DEA Likely to Reschedule Cannabis According to Government Analysts

DEA Likely to Reschedule Cannabis According to Government Analysts

On the heels of the Department of Health and Human Services (HHS) recommendation to move marijuana to Schedule III, researchers predict the agency will go along with the suggested change.

The 21st century is almost a quarter complete. In that time, marijuana has gone from an illegal narcotic carrying massive prison terms for those convicted of growing, selling and possessing it to a legal recreational drug available for purchase and consumption by individuals over 21 in 23 states.


Despite all that progress, cannabis remains illegal at the federal level. However, according to a recent government analysis, that designation is about to change radically.
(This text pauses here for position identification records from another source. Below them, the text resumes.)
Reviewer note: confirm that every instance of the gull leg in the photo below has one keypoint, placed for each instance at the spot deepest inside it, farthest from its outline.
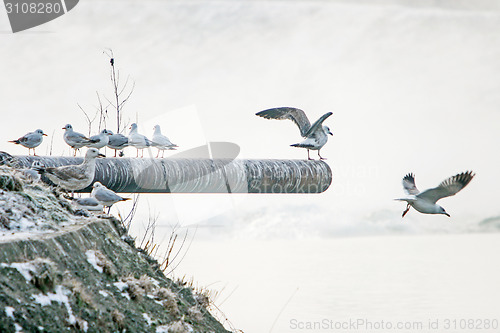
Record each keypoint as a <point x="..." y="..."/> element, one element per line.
<point x="406" y="210"/>
<point x="321" y="158"/>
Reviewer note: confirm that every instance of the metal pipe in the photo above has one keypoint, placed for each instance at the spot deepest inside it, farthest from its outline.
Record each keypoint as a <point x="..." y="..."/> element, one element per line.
<point x="182" y="175"/>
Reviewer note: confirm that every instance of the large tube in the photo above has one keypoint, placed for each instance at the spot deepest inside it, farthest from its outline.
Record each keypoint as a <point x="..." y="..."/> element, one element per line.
<point x="181" y="175"/>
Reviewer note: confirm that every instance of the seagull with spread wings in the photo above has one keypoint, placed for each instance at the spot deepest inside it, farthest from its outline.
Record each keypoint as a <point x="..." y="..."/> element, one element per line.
<point x="315" y="135"/>
<point x="425" y="202"/>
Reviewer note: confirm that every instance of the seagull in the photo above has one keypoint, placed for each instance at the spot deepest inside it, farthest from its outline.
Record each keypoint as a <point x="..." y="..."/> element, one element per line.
<point x="137" y="140"/>
<point x="105" y="196"/>
<point x="425" y="202"/>
<point x="100" y="140"/>
<point x="117" y="141"/>
<point x="30" y="140"/>
<point x="90" y="204"/>
<point x="161" y="142"/>
<point x="73" y="177"/>
<point x="74" y="139"/>
<point x="315" y="135"/>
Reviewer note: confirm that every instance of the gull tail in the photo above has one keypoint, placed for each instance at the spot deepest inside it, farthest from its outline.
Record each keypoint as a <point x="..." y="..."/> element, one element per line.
<point x="302" y="145"/>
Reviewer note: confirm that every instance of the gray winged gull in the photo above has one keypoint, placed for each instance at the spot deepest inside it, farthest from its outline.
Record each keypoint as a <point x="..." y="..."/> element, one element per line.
<point x="161" y="142"/>
<point x="315" y="135"/>
<point x="30" y="140"/>
<point x="105" y="196"/>
<point x="425" y="202"/>
<point x="74" y="139"/>
<point x="74" y="177"/>
<point x="137" y="140"/>
<point x="117" y="141"/>
<point x="100" y="140"/>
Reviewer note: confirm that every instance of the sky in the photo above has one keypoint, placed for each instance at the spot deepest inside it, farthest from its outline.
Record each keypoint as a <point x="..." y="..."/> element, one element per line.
<point x="412" y="89"/>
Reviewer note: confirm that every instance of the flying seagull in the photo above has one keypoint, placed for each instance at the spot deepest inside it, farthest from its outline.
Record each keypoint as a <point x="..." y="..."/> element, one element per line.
<point x="73" y="177"/>
<point x="315" y="135"/>
<point x="117" y="141"/>
<point x="425" y="202"/>
<point x="161" y="142"/>
<point x="30" y="140"/>
<point x="105" y="196"/>
<point x="137" y="140"/>
<point x="74" y="139"/>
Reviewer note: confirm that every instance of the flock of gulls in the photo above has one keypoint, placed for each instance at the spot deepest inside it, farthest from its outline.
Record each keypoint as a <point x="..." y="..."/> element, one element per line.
<point x="76" y="177"/>
<point x="72" y="178"/>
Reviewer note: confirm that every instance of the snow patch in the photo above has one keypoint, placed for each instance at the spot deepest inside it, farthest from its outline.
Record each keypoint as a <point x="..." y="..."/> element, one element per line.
<point x="147" y="318"/>
<point x="9" y="311"/>
<point x="60" y="296"/>
<point x="104" y="293"/>
<point x="92" y="259"/>
<point x="24" y="268"/>
<point x="120" y="285"/>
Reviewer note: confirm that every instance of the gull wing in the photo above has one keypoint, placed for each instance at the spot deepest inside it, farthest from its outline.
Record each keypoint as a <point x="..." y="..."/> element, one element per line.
<point x="409" y="184"/>
<point x="318" y="124"/>
<point x="106" y="195"/>
<point x="448" y="187"/>
<point x="296" y="115"/>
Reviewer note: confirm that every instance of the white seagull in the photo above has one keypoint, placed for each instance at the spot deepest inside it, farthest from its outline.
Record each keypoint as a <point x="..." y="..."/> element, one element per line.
<point x="315" y="135"/>
<point x="30" y="140"/>
<point x="137" y="140"/>
<point x="161" y="142"/>
<point x="117" y="141"/>
<point x="105" y="196"/>
<point x="74" y="139"/>
<point x="73" y="177"/>
<point x="100" y="140"/>
<point x="425" y="202"/>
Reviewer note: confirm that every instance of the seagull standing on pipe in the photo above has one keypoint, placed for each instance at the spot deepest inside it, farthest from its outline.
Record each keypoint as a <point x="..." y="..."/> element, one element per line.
<point x="161" y="142"/>
<point x="74" y="139"/>
<point x="73" y="177"/>
<point x="105" y="196"/>
<point x="137" y="140"/>
<point x="425" y="202"/>
<point x="117" y="141"/>
<point x="315" y="135"/>
<point x="30" y="140"/>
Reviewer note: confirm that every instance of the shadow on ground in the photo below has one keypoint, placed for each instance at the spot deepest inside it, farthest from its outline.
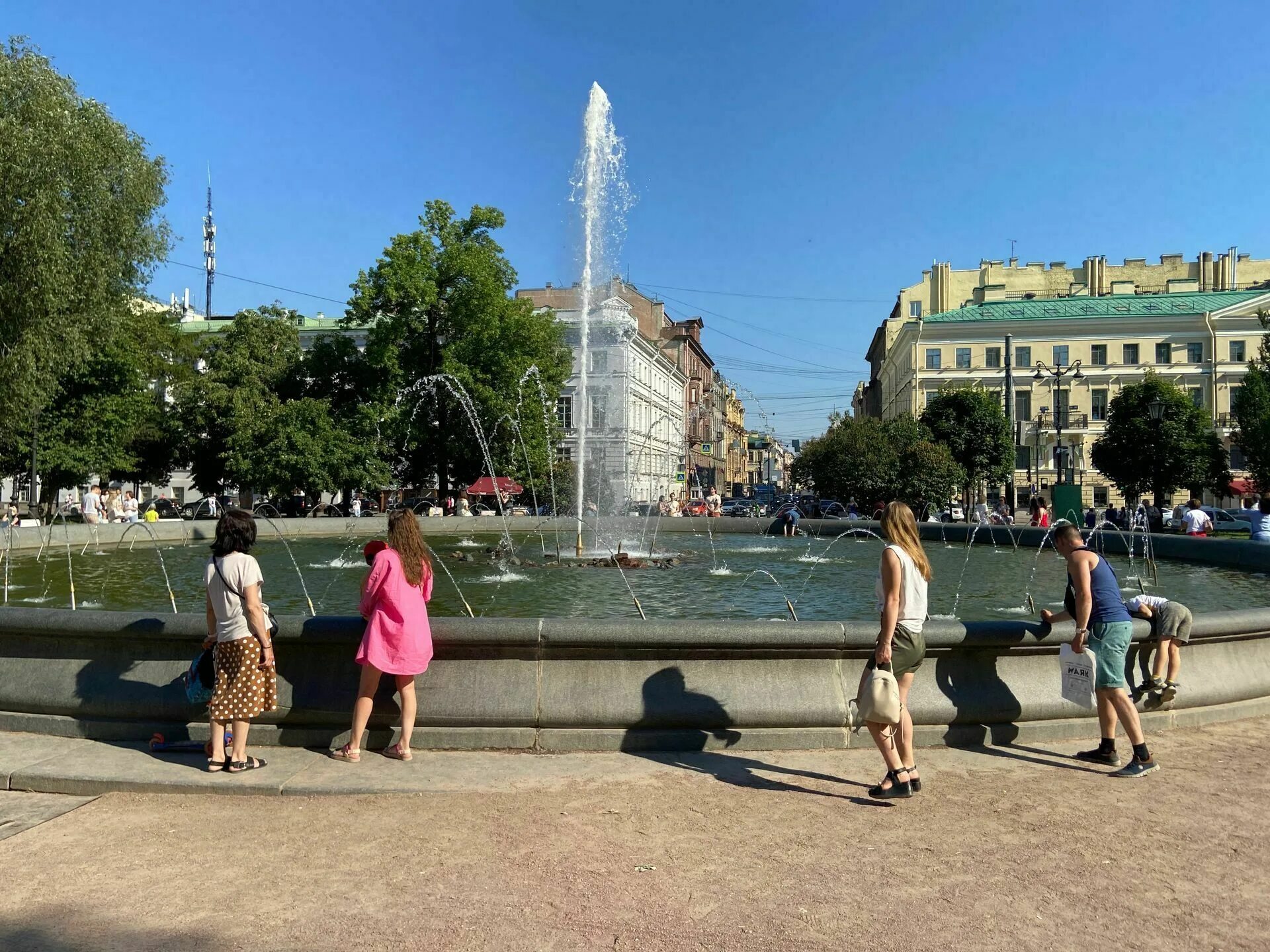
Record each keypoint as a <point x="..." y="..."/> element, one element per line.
<point x="667" y="701"/>
<point x="65" y="930"/>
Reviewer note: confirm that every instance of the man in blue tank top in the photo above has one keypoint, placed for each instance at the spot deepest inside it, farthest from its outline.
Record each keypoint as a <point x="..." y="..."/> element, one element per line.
<point x="1104" y="623"/>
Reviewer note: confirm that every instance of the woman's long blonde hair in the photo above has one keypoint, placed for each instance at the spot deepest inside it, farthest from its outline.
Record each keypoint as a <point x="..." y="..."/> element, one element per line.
<point x="407" y="541"/>
<point x="900" y="526"/>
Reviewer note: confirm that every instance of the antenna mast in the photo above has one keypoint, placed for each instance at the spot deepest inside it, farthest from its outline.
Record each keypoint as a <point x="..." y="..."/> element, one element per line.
<point x="208" y="245"/>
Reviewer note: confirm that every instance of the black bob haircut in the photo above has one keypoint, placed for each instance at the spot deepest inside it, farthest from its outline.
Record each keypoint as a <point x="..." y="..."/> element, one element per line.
<point x="235" y="532"/>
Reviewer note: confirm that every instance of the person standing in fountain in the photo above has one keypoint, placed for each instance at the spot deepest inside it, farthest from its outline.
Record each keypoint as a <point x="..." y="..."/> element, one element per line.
<point x="714" y="503"/>
<point x="902" y="582"/>
<point x="398" y="637"/>
<point x="247" y="683"/>
<point x="1103" y="619"/>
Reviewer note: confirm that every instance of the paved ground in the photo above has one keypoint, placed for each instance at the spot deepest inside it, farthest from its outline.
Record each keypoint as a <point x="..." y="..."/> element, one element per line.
<point x="1006" y="848"/>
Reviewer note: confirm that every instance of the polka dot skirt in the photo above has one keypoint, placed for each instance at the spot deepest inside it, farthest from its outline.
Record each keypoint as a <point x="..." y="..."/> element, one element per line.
<point x="243" y="690"/>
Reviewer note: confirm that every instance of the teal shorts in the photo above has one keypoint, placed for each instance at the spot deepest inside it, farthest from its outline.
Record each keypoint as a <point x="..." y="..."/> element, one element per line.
<point x="1109" y="641"/>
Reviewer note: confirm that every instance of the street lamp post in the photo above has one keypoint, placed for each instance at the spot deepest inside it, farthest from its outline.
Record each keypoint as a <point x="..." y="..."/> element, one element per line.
<point x="1058" y="374"/>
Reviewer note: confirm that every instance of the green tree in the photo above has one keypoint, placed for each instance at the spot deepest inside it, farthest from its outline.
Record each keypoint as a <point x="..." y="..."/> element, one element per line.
<point x="108" y="415"/>
<point x="80" y="230"/>
<point x="1251" y="408"/>
<point x="876" y="461"/>
<point x="437" y="302"/>
<point x="970" y="423"/>
<point x="1180" y="451"/>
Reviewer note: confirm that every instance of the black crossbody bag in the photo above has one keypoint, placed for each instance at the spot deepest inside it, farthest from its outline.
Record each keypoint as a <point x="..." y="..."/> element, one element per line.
<point x="270" y="621"/>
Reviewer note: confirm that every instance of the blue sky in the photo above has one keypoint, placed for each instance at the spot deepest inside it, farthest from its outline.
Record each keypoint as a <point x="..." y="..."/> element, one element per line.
<point x="789" y="150"/>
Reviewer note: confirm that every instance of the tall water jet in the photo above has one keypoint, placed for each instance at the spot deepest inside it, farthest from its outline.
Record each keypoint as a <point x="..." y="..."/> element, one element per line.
<point x="600" y="190"/>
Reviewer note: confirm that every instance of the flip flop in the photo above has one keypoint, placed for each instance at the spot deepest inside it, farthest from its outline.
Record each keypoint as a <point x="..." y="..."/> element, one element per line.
<point x="347" y="754"/>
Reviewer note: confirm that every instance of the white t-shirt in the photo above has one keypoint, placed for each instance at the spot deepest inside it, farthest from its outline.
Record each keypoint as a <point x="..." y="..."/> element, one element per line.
<point x="239" y="571"/>
<point x="1197" y="521"/>
<point x="912" y="592"/>
<point x="1152" y="602"/>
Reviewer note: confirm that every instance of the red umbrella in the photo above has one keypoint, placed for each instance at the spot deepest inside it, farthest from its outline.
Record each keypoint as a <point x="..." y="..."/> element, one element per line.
<point x="484" y="487"/>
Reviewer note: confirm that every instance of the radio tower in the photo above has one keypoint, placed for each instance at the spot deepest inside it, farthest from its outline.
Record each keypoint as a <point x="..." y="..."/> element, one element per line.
<point x="208" y="244"/>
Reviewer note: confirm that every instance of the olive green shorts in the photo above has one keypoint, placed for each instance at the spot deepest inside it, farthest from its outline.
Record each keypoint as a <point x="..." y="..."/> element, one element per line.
<point x="907" y="651"/>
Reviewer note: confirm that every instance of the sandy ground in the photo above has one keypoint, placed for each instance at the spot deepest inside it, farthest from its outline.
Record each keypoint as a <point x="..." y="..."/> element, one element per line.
<point x="1005" y="848"/>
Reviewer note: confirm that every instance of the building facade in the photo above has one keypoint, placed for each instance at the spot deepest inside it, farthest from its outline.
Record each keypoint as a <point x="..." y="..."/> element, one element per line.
<point x="1199" y="340"/>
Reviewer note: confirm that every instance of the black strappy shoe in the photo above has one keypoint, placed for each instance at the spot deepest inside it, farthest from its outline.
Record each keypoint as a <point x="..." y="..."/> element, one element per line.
<point x="915" y="782"/>
<point x="898" y="789"/>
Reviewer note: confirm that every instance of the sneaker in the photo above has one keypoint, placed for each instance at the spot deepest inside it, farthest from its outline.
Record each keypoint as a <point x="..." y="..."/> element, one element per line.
<point x="1100" y="757"/>
<point x="1137" y="768"/>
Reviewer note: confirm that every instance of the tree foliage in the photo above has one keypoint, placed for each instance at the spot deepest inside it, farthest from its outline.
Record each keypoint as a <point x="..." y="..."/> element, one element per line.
<point x="1180" y="451"/>
<point x="1251" y="409"/>
<point x="876" y="461"/>
<point x="80" y="230"/>
<point x="437" y="302"/>
<point x="970" y="423"/>
<point x="253" y="419"/>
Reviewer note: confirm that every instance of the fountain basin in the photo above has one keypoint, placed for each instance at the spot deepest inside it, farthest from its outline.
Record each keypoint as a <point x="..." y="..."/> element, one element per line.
<point x="603" y="684"/>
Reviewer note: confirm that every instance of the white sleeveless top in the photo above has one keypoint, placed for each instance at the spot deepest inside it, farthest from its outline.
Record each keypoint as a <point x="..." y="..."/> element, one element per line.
<point x="912" y="592"/>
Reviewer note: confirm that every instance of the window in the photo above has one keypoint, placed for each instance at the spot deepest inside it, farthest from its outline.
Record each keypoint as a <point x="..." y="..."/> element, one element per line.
<point x="1097" y="404"/>
<point x="564" y="412"/>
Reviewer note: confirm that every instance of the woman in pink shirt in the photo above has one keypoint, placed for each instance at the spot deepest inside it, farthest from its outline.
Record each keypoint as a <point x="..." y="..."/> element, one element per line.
<point x="398" y="639"/>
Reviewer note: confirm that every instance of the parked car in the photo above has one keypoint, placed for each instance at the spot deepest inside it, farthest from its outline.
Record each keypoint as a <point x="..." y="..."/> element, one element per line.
<point x="1224" y="522"/>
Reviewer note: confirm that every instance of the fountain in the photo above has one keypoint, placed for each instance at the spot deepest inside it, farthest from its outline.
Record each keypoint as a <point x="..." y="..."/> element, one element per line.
<point x="601" y="192"/>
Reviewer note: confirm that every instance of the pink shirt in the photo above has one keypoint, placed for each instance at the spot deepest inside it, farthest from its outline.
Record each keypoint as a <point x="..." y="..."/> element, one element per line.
<point x="398" y="637"/>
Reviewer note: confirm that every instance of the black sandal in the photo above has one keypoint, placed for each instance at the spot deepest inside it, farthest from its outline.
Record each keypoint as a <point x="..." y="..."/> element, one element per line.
<point x="898" y="789"/>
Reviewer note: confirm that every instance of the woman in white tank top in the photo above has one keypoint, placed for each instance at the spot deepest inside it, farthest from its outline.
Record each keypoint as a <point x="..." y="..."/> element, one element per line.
<point x="902" y="604"/>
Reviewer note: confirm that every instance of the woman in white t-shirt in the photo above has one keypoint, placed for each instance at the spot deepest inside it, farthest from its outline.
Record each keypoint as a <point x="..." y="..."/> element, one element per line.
<point x="902" y="603"/>
<point x="245" y="670"/>
<point x="1197" y="521"/>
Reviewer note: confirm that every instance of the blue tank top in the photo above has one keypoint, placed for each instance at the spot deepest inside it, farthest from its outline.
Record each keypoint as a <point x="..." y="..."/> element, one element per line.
<point x="1105" y="592"/>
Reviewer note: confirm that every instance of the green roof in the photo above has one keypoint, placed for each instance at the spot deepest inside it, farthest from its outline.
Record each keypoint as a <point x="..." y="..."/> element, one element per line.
<point x="219" y="324"/>
<point x="1108" y="306"/>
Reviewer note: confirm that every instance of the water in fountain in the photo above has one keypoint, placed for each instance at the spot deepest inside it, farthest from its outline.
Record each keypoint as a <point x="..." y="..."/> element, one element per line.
<point x="789" y="604"/>
<point x="290" y="555"/>
<point x="601" y="192"/>
<point x="163" y="567"/>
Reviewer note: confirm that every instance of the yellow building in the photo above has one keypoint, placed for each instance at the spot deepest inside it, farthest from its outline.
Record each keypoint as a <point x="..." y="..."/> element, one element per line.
<point x="1199" y="340"/>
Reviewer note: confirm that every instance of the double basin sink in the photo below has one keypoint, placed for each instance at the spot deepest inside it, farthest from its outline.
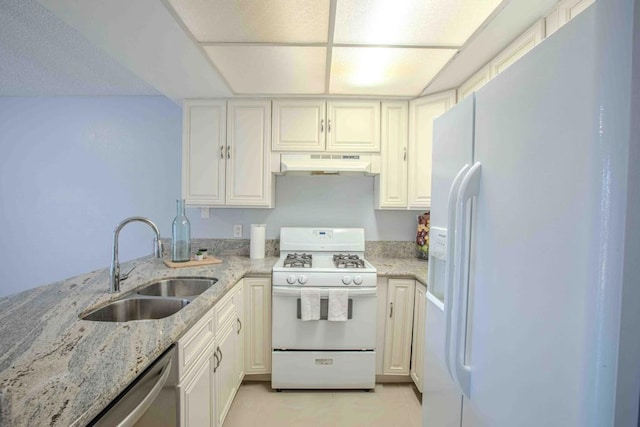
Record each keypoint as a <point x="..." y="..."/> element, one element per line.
<point x="156" y="300"/>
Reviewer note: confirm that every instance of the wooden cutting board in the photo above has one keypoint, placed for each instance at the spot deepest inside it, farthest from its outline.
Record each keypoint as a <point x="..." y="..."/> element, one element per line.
<point x="193" y="263"/>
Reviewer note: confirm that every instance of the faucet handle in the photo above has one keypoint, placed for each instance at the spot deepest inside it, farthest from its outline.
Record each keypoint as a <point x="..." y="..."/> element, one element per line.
<point x="125" y="276"/>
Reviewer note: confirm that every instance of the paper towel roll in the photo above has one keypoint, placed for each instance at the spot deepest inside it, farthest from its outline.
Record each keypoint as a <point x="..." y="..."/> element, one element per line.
<point x="256" y="250"/>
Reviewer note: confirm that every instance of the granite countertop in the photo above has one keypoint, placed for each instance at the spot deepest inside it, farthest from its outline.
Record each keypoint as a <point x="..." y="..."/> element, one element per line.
<point x="58" y="370"/>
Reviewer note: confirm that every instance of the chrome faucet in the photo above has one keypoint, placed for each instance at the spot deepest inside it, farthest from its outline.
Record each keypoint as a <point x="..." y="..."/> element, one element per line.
<point x="115" y="264"/>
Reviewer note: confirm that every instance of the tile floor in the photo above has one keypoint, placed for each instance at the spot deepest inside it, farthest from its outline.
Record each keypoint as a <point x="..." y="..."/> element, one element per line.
<point x="396" y="405"/>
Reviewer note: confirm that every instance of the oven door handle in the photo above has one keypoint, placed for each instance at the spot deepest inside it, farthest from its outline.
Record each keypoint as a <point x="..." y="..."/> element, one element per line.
<point x="324" y="293"/>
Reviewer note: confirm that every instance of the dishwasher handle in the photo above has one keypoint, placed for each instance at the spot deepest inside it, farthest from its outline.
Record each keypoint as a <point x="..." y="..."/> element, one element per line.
<point x="142" y="407"/>
<point x="118" y="416"/>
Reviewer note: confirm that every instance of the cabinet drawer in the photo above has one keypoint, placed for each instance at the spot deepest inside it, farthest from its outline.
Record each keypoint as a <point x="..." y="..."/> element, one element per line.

As first reported by MJBizDaily, the U.S. Drug Enforcement Agency (DEA) will "likely" make the unprecedented move to reschedule marijuana from a Schedule I to a Schedule III drug on the federal government's Controlled Substance List (CSL).


This past August, at the direction of the U.S. Food and Drug Administration, the Department of Health and Human Services (HHS) made the recommendation to reschedule cannabis following an extensive scientific review of the plant requested by President Biden last year as part of his decision to grant pardons to all individuals currently serving federal prison sentences for simple marijuana possession convictions.


In a statement following the announcement, an HHS spokesperson said, "Following the data and science, HHS has expeditiously responded to President Biden's directive to HHS Secretary Becerra and provided its scheduling recommendation for marijuana to the DEA on August 29, 2023. This administrative process was completed in less than 11 months, reflecting this department's collaboration and leadership to ensure that a comprehensive scientific evaluation be completed and shared expeditiously."


"Following the data and science, HHS has expeditiously responded to President Biden's directive to HHS Secretary Becerra and provided its scheduling recommendation for marijuana to the DEA on August 29, 2023. This administrative process was completed in less than 11 months, reflecting this department's collaboration and leadership to ensure that a comprehensive scientific evaluation be completed and shared expeditiously."

- HHS Spokesperson


However, the final decision on rescheduling narcotics listed on the CSL belongs to the DEA, the chief federal law enforcement agency in charge of policing illegal drugs in the United States.


With no clear precedent to guide the agency on handling the HHS' recommendation, many industry advocates and stakeholders were unsure how the DEA would respond. However, according to a report released on September 13 by the Congressional Research Service (CRS), the federal government's public policy think tank, the DEA confirmed to Congress in 2020 that it is "bound by law to defer to the U.S. Department of Health and Human Services (HHS) on matters of science and health."


​​Based on that assessment, it is doubtful that the agency will seek to prohibit this seismic shift in federal drug policy, which could have significant implications for the American cannabis industry and marijuana users seeking federal jobs or assistance, including public housing and military services.


As part of their analysis, researchers explained, "The DEA has testified in response to questioning at a congressional hearing in 2020 that it is bound by (Food and Drug Administration) recommendations on scientific and medical matters, and if past is prologue, it could be likely that DEA will reschedule marijuana according to HHS's recommendation. (The) CRS is unaware of any instance where DEA has rejected an FDA recommendation to reschedule."


"The DEA has testified in response to questioning at a congressional hearing in 2020 that it is bound by (Food and Drug Administration) recommendations on scientific and medical matters, and if past is prologue, it could be likely that DEA will reschedule marijuana according to HHS's recommendation. (The) CRS is unaware of any instance where DEA has rejected an FDA recommendation to reschedule."

- Congressional Research Service


If, as researchers and legal experts expect, the agency follows the HHS recommendation, it must also propose an appropriate change to federal law reflecting the reclassification.


That analysis and subsequent proposal by the DEA should be done and made by the end of the year, with the necessary modifications to federal law finalized as early as next spring. The effects of the scheduling change could be momentous, including the elimination of the dreaded Section 280E in the federal tax code, which prohibits cannabis companies from taking standard business tax deductions on their federal returns.


Along with the tax implications, another critical change to the overall handling of cannabis as a Schedule III drug is that it will now be legally available from a federal perspective with a doctor's prescription after a thorough FDA approval process.


The next six months will be a hectic and pivotal time in the national marijuana narrative. Much like the end of alcohol prohibition in the 1930s, taking cannabis from a Schedule I narcotic to a fully legal recreational substance will require multiple phases and a tremendous amount of cooperation, communication and education by lawmakers, activists, stakeholders and consumers.


However, the first steps toward that seemingly inevitable eventuality are already being taken. What remains unknown is how many more steps will be needed to complete the journey and how long it will take to achieve the final goal.